Valuation Question: STNL on Same Parcel as Shopping Center

I have been asked to value a property that has an STNL (food use) that sits on a pad within a shopping center. The shopping center and the single tenant building are on the same parcel.

Currently, I am urderwriting the investment and was curious whether there is a best practice for a property in this type of format. Should I just consider the single tenant building as if it were just another tenant in the shopping center? Should any additional consideration be given to the creditworthiness of the tenant in the single tenant building?

Thoughts or suggestions?

 
Best Response

There would not be any premium achieved simply because they are on the same parcel.

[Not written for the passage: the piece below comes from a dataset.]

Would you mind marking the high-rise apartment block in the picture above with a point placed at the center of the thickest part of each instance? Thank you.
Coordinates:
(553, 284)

If the SNTL was purchased/financed as its own collateral (not including the shopping center space), it would almost certainly be subdivided from the rest of the center before/at closing of the transaction. At that point you would value it as you would any other shadow anchored property.

To cre_questions point, yes the pad itself would likely generate a premium relative to a similar property without a shadow anchor, since you do have a (presumably) national/credit tenant to drive traffic.

 

What's the purpose of the valuation? That would dictate how I'd look at it.

E.g. if I'm buying the center and can split the parcels and sell the pad standalone, then yeah I would probably ascribe a higher value / lower cap rate to it. If I'm looking at cash flows as a lender with no intent to release parts of my collateral, then I'd just lump it in with the rest of my cash flows.